Ich ertrug es mit großer Fassung, denn wie gesagt, meine Ausrüstung war einem solchen Brocken nicht gewachsen gewesen.

 

Den Rest des Tages war dann eine  spannende Trockenfischerei hinauf bis zum Wehr. Bei jedem Wind explodierte das Wasser in den vielen Pools und sie nahmen „die Schwarze“ als gäbe es kein Morgen mehr. Zwar war die Verlustrate immer noch exorbitant hoch, aber das war uns egal. Am Ende des Nachmittags hatte ich 2 wirklich schöne Bachforellen, die es zum Abendessen geben sollte.

 

Mehr haben wir dann auch nicht mehr geschafft an diesem Hitzewochenende. Die Subersach muss warten, denn am Sonntag waren wir, auch wegen der Hitze, völlig platt und fuhren zurück an den Bodensee.

 

 

 

Fazit: Lohnt sich!!!  Spannende aber auch anspruchsvolle Fischerei in herrlicher, alpiner Umgebung. Wegen der Komlexität der Fischerei auf scheue Wildforellen und der langen, teilweise abgelegenen Streckenabschnitte empfiehlt sich ein längerer Aufenthalt sowie ein einführendes oder begleitendes Guiding. Der stellenweise dichte Salmonidenbestand rekrutiert sich ausschließlich aus autochthonen Bachforellen. Sömmerlinge und Brut werden unter großen Mühen aus den Nebenbächen in die Ache umgesetzt um den Bestand zu optimieren (wir konnten es selbst beobachten). Absolut intakte Alterspyramiden. Größere Fische sind genügend vorhanden, müssen sich aber verdient werden. Der Befischungsdruck hält sich in  gut erträglichen Grenzen.

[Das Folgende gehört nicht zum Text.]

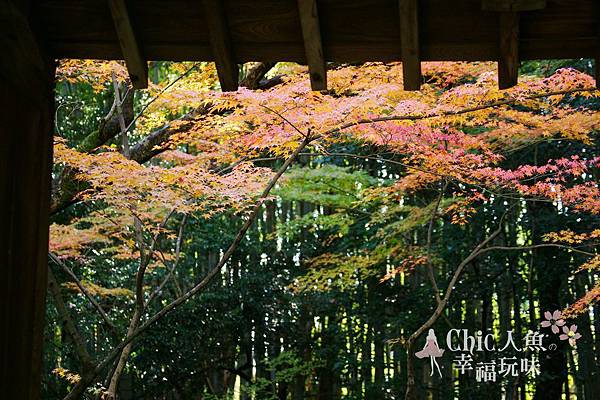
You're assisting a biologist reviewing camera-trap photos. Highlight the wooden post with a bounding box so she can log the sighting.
[108,0,148,89]
[481,0,546,89]
[398,0,423,90]
[204,0,239,92]
[0,0,54,400]
[498,11,519,89]
[298,0,327,90]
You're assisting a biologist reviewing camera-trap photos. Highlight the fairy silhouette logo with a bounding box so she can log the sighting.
[415,310,581,382]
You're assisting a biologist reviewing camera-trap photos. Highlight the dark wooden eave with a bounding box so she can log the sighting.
[32,0,599,90]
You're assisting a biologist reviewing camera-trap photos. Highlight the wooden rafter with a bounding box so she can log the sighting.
[594,1,600,89]
[481,0,546,89]
[498,11,519,89]
[108,0,148,89]
[203,0,239,92]
[481,0,546,11]
[399,0,422,90]
[298,0,327,90]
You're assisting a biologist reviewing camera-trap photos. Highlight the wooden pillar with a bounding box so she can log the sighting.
[481,0,546,89]
[0,0,54,400]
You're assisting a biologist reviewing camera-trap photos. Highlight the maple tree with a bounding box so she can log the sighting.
[50,61,600,398]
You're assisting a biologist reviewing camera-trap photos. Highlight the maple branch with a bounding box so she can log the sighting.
[405,219,506,400]
[48,265,93,371]
[111,71,129,158]
[64,136,314,400]
[321,88,598,136]
[48,252,118,337]
[144,214,187,308]
[405,214,596,400]
[427,182,448,304]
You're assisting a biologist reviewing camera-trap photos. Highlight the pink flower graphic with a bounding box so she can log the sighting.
[542,310,565,334]
[559,324,581,346]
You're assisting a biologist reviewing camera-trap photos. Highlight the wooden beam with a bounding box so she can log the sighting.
[594,1,600,89]
[481,0,546,11]
[0,1,54,400]
[108,0,148,89]
[481,0,546,89]
[298,0,327,90]
[399,0,423,90]
[203,0,239,92]
[498,11,519,89]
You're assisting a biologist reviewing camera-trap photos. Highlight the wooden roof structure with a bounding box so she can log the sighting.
[32,0,600,90]
[0,0,600,400]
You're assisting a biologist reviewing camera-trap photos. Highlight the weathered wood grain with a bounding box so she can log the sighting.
[108,0,148,89]
[398,0,423,90]
[298,0,327,90]
[498,11,519,89]
[202,0,239,92]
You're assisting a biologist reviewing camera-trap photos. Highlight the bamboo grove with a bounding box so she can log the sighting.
[43,60,600,400]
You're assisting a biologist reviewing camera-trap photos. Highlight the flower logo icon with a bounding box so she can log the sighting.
[541,310,565,334]
[559,324,581,346]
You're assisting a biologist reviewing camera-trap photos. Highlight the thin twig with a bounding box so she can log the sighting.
[48,252,118,337]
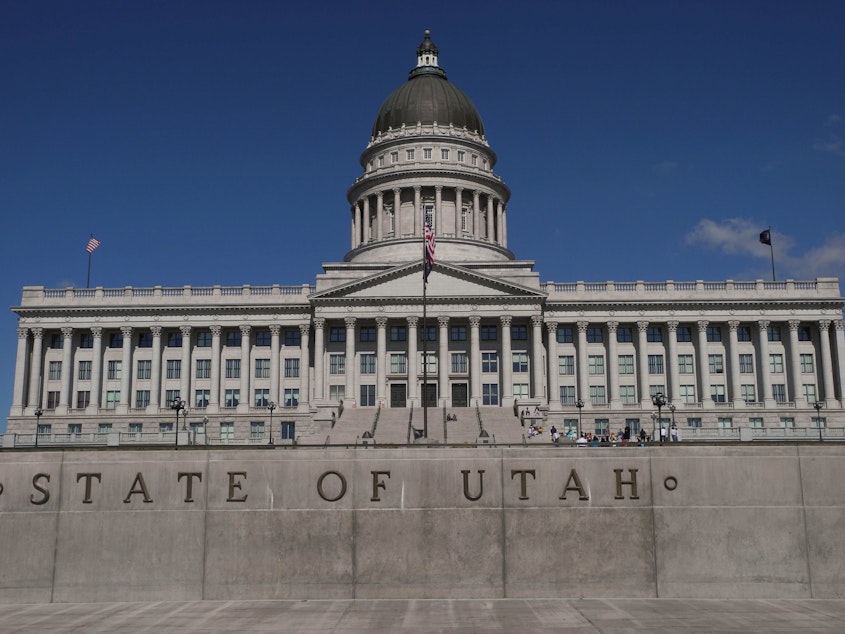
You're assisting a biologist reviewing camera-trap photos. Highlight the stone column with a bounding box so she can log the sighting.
[757,320,774,407]
[546,321,560,409]
[118,326,132,414]
[787,319,807,408]
[27,328,44,408]
[314,317,326,401]
[607,321,622,409]
[343,317,358,405]
[531,315,546,401]
[297,324,311,412]
[637,321,651,407]
[238,324,253,412]
[56,328,73,414]
[406,317,419,405]
[698,319,715,407]
[469,315,481,407]
[376,317,387,405]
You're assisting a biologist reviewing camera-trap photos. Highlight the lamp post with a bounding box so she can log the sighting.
[813,401,824,442]
[651,392,666,445]
[575,398,584,440]
[267,401,276,445]
[35,407,44,447]
[170,398,188,450]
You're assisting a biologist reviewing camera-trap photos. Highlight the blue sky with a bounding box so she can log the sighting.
[0,0,845,430]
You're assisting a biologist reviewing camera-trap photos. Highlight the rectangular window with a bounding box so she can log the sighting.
[255,359,270,379]
[329,354,346,374]
[648,354,663,374]
[196,359,211,379]
[390,352,408,374]
[137,359,153,380]
[226,359,241,379]
[707,354,725,374]
[107,361,123,380]
[285,357,299,379]
[452,352,468,374]
[361,354,376,374]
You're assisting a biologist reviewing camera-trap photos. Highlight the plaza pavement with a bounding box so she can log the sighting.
[0,599,845,634]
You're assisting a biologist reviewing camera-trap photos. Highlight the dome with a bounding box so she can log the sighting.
[372,31,484,137]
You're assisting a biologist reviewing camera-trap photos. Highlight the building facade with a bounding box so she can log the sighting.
[8,32,845,441]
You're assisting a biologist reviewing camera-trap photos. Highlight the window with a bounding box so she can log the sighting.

Nicht selten ist man allein am Fluß. Dies mag auch an den weitläufigen Revieren und der Vielzahl an Flüssen im Bregenzer Wald liegen.

 

Die Gegend hat auch abseits der Fliegenfischerei jede Menge zu bieten und ist deshalb insbesondere auch als Familienurlaub mit Fliegenfischen zu empfehlen. Achtung: In den Sommermonaten wird im Fluss viel gebadet und an den Ufern gelagert. Dies stört gelegentlich die Fischerei( aber nicht die Fische). Man sollte dann auf abgelegenere Abschnitte und die frühen Morgenstunden bzw. Abends ausweichen.

 

 

Tageskarten für die einzelnen Reviere Euro 40,00 (2017) zzgl.10,00  Euro Pfand.

 

Flyfishing Elmenreich, Egg, T +43 (0)664 4146482

 

Käsehaus Andelsbuch

 

Nur ohne Wiederhaken. Es dürfen bis zu 3 Bachforellen pro Tag entnommen werden.